CooperLLM: Cloud-Edge-End Cooperative Federated Fine-tuning for LLMs via ZOO-based Gradient Correction
He Sun, Jinrui Zhou, Li Li, Mingjun Xiao
TL;DR
CooperLLM addresses the memory bottleneck of federated LLM fine-tuning on resource-constrained devices by marrying zeroth-order on-device updates with cloud-guided backpropagation to rectify gradient estimates. Its core, Zeroth-order Optimization with Gradient Rectification (ZGR), leverages a cloud-derived gradient subspace to generate guided perturbations that improve ZOO updates, while System-level Pipeline Controller (SPC) and Data Transmission Controller (DTC) overlap computation with communication and compress transmitted data to hide latency. Empirically, CooperLLM achieves up to 86% on-device memory reduction, up to 8.8× faster convergence, and up to 10 percentage-point accuracy gains across diverse Transformer models and datasets, outperforming state-of-the-art ZOO baselines. The approach demonstrates practical, privacy-preserving, and scalable FedLLM fine-tuning by combining algorithmic innovation with robust system-level optimizations across cloud-edge-end deployments.
Abstract
Large Language Models (LLMs) perform well on many NLP tasks, but fine-tuning them on resource-constrained mobile devices is challenging due to high memory and computation costs, despite growing demands for privacy-preserving personalization.
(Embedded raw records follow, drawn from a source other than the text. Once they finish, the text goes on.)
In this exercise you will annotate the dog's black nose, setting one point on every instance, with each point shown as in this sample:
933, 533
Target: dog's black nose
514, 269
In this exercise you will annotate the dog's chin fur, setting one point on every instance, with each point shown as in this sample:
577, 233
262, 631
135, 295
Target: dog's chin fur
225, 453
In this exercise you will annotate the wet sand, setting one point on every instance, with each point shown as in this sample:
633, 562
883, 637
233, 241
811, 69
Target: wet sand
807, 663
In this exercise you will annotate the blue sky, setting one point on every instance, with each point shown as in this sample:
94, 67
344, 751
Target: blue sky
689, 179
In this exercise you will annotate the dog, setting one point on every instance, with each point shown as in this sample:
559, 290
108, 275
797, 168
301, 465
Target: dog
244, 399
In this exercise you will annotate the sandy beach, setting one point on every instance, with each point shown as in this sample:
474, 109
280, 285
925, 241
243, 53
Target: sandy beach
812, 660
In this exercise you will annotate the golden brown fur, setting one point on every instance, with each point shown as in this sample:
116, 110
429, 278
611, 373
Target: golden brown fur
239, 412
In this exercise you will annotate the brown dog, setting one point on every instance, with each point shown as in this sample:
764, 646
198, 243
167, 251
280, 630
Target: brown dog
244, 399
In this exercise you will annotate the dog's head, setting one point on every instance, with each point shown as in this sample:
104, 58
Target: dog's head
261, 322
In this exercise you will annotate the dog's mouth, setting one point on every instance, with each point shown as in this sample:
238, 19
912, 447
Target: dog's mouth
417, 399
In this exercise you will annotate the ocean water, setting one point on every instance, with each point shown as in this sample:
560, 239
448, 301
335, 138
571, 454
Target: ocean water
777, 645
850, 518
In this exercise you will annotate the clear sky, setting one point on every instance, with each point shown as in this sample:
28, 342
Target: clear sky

Federated Learning (FL) enables local-data training, yet existing methods either rely on memory-intensive backpropagation or use zeroth-order optimization (ZOO), which avoids backward passes but suffers from slow convergence and degraded accuracy. We propose CooperLLM, a cloud-assisted edge-end cooperative federated fine-tuning framework that combines ZOO on mobile devices with cloud-guided gradient rectification. Mobile clients perform lightweight ZOO updates on private data, while the cloud fine-tunes on auxiliary public data using backpropagation and injects guided perturbations to rectify local updates, improving convergence and accuracy without violating privacy. To address system bottlenecks, CooperLLM introduces pipeline scheduling and adaptive compression to overlap computation and communication and reduce memory usage. Experiments on multiple Transformer models and datasets show that CooperLLM reduces on-device memory by up to $86.4\%$, accelerates convergence by $8.8 \times$, and improves accuracy by up to 10 percentage points over state-of-the-art ZOO-based baselines.